High-Fidelity Virtual Try-On beyond Paired Data Scarcity via Diffusion-based Cycle-Consistent Learning
Abstract
Diffusion-based virtual try-on methods rely on vast high-quality garment-person pairs, which are scarce in practice due to the high cost of data collection and preprocessing, limiting their performance in real-world scenarios.To overcome this bottleneck, we propose Cycle-Consistent Virtual Try-On (CCVTON), a diffusion-based approach that enables effective training using massive in-the-wild person images. Specifically, CCVTON introduces a Cycle-Consistent Learning (CCL) strategy that just employs a single unified generative model to disentangle a garment from a person image (try-off branch) and transfer it to the same individual (try-on branch), forming a reconstruction cycle.

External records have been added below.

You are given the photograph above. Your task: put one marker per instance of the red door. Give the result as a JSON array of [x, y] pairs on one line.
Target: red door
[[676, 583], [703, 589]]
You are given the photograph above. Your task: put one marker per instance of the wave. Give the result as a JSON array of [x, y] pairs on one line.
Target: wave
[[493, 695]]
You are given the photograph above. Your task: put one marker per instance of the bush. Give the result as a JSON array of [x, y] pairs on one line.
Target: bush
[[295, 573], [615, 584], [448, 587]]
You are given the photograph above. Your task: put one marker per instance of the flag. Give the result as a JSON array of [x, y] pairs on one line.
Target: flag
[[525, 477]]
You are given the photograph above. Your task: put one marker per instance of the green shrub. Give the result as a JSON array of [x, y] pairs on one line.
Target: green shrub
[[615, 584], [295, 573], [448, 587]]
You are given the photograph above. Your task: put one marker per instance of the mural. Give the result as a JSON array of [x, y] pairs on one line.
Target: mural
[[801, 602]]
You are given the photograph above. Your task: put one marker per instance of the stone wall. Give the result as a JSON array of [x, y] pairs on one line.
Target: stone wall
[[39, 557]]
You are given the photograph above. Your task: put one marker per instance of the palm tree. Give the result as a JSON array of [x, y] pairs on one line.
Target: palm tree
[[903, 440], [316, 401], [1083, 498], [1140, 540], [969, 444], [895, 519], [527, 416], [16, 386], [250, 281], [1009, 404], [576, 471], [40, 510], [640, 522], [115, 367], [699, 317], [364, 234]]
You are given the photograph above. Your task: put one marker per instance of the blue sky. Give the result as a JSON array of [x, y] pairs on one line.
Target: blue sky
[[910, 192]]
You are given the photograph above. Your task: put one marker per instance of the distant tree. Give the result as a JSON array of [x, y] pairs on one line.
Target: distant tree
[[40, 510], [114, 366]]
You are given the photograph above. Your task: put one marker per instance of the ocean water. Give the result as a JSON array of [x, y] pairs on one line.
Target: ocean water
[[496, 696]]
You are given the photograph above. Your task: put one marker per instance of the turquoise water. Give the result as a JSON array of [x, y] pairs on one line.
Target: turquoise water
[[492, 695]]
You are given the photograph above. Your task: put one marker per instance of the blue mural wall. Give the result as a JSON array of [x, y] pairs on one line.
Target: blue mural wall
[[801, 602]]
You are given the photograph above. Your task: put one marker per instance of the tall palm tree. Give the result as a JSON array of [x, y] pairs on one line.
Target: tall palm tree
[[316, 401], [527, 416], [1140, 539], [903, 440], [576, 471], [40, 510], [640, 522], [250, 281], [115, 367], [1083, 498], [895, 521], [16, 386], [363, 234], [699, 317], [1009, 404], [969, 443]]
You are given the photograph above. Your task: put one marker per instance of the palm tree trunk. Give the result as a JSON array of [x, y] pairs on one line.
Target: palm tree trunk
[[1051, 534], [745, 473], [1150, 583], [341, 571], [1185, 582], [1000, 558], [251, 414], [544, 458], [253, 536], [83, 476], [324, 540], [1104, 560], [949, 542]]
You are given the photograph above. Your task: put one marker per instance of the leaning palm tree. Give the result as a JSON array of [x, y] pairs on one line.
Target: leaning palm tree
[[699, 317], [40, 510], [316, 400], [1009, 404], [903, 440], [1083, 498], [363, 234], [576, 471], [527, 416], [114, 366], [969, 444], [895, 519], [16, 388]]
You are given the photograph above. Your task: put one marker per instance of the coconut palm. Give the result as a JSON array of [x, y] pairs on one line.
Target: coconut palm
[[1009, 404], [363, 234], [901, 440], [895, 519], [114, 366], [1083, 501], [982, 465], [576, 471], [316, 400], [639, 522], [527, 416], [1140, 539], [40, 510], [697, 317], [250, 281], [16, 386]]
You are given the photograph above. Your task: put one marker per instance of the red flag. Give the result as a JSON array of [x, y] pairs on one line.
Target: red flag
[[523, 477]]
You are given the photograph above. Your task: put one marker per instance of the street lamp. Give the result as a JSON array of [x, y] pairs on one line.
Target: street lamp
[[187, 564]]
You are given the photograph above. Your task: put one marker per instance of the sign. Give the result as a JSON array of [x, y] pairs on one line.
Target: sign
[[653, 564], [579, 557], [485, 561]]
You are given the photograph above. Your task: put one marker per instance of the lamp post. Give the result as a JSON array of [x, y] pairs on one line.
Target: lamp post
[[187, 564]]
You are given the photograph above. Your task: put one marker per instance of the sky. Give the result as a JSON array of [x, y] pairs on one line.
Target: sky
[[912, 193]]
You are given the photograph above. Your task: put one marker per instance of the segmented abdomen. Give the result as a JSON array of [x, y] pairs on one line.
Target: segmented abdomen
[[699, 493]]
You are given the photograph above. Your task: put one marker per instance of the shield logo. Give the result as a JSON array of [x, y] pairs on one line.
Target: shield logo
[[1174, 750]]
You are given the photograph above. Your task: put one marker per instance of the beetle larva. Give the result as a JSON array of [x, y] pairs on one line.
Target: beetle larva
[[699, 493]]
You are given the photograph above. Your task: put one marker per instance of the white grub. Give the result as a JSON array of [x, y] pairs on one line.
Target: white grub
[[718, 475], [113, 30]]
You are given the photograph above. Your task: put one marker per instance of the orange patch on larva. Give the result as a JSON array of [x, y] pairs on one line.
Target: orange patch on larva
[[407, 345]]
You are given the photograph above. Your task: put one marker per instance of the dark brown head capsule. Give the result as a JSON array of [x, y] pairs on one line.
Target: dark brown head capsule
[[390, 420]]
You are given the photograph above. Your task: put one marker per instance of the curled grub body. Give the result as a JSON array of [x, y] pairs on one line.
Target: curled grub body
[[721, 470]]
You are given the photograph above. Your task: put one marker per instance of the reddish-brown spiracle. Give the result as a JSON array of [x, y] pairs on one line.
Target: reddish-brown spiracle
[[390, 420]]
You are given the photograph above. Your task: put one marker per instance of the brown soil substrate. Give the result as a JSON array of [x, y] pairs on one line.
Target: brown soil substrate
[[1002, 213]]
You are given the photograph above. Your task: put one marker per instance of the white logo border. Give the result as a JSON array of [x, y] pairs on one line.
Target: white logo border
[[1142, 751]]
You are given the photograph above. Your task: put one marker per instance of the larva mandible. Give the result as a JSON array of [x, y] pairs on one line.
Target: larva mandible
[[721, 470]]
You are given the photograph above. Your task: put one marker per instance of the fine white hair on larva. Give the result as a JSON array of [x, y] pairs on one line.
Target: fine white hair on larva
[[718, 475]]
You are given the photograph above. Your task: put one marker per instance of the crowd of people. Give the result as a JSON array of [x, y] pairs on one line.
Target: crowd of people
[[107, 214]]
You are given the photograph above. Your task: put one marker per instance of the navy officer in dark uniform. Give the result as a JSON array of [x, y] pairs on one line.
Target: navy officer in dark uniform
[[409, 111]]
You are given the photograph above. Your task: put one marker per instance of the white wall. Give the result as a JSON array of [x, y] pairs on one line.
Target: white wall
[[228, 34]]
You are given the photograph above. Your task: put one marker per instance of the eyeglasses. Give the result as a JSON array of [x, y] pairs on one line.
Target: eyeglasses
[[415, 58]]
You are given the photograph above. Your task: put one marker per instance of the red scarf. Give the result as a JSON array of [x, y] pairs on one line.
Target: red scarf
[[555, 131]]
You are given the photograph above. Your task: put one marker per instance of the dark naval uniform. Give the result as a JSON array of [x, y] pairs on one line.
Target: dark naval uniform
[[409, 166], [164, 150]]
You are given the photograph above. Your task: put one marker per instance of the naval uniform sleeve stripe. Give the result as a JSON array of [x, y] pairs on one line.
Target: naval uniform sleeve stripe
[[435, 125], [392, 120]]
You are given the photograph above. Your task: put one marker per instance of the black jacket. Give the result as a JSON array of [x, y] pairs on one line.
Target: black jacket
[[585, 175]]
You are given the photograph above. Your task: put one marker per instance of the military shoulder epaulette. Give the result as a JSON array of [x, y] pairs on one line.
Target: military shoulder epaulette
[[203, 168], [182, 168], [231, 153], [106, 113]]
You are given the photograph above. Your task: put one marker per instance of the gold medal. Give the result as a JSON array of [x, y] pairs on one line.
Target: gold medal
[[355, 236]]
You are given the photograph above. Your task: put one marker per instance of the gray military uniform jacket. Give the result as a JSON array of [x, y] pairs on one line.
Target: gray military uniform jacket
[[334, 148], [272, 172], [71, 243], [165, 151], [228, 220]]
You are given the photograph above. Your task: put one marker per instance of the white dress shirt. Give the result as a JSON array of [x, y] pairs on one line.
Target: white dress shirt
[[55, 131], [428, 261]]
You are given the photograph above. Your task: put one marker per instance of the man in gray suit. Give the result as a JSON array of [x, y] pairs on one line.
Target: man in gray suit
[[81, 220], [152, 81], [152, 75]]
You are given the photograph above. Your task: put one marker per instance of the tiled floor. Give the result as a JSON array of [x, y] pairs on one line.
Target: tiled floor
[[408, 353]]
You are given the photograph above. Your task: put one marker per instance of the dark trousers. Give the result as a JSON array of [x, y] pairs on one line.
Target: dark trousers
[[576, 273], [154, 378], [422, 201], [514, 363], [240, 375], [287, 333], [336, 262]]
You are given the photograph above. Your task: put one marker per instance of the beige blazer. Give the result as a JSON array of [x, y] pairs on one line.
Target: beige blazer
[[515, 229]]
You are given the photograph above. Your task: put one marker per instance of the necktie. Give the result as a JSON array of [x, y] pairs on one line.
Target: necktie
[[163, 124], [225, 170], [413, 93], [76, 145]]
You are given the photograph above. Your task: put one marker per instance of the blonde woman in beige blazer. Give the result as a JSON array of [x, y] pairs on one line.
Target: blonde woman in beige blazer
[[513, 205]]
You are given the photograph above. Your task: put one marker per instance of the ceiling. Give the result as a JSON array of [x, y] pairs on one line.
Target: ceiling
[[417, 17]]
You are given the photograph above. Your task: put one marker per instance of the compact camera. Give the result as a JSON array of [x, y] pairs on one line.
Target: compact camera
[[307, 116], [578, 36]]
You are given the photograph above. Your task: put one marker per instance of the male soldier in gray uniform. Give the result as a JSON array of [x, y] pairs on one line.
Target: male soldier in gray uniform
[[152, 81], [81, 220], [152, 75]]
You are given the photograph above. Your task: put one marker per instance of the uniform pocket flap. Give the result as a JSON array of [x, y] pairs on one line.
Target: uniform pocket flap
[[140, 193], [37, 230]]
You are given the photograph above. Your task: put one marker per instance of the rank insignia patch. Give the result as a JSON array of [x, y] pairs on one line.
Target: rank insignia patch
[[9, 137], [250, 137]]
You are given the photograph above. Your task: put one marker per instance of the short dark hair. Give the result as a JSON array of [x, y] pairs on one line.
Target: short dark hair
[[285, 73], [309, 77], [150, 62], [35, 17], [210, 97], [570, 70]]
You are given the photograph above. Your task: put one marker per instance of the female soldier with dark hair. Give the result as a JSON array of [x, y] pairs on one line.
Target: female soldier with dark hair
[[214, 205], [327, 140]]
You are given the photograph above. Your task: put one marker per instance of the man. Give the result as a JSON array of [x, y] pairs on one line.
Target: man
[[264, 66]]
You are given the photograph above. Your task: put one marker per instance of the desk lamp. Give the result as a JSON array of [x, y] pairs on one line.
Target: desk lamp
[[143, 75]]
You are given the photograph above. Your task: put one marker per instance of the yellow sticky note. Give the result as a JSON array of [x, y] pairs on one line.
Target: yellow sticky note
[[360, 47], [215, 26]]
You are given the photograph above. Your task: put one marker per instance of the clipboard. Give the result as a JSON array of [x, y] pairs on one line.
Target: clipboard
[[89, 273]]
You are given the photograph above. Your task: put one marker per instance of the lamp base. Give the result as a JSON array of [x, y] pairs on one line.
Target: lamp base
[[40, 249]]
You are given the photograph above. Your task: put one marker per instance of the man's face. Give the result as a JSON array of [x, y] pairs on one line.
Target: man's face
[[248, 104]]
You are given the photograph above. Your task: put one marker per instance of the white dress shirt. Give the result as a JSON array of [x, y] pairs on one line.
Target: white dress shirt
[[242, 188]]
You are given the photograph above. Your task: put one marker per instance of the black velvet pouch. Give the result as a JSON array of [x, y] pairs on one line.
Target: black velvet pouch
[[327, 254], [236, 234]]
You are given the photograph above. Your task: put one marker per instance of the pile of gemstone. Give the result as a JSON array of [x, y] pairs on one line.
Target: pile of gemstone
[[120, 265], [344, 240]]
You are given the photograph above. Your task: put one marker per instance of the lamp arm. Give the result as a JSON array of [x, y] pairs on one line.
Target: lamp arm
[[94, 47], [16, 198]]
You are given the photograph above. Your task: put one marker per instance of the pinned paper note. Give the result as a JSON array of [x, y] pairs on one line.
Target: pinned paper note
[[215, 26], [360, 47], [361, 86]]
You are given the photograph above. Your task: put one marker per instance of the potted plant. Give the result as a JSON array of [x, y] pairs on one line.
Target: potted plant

To this end, we first warm up a Unified Diffusion Transformer (UDiT) on open-source paired data to acquire basic try-on and try-off capabilities. When adapting UDiT to in-the-wild person images, we employ a Multi-Criteria Filtering Operation to select high-quality garments disentangled from person images by the pretrained UDiT. These filtered garments are not used as inputs for CCL, but serve as soft constraints for a perceptual regularization loss, preventing the try-off branch from collapsing to trivial copying. In addition, we propose a garment-aware mask generation with a two-stage refinement process to suppress garment leakage while maintaining person consistency.Extensive experiments show that CCVTON achieves state-of-the-art results.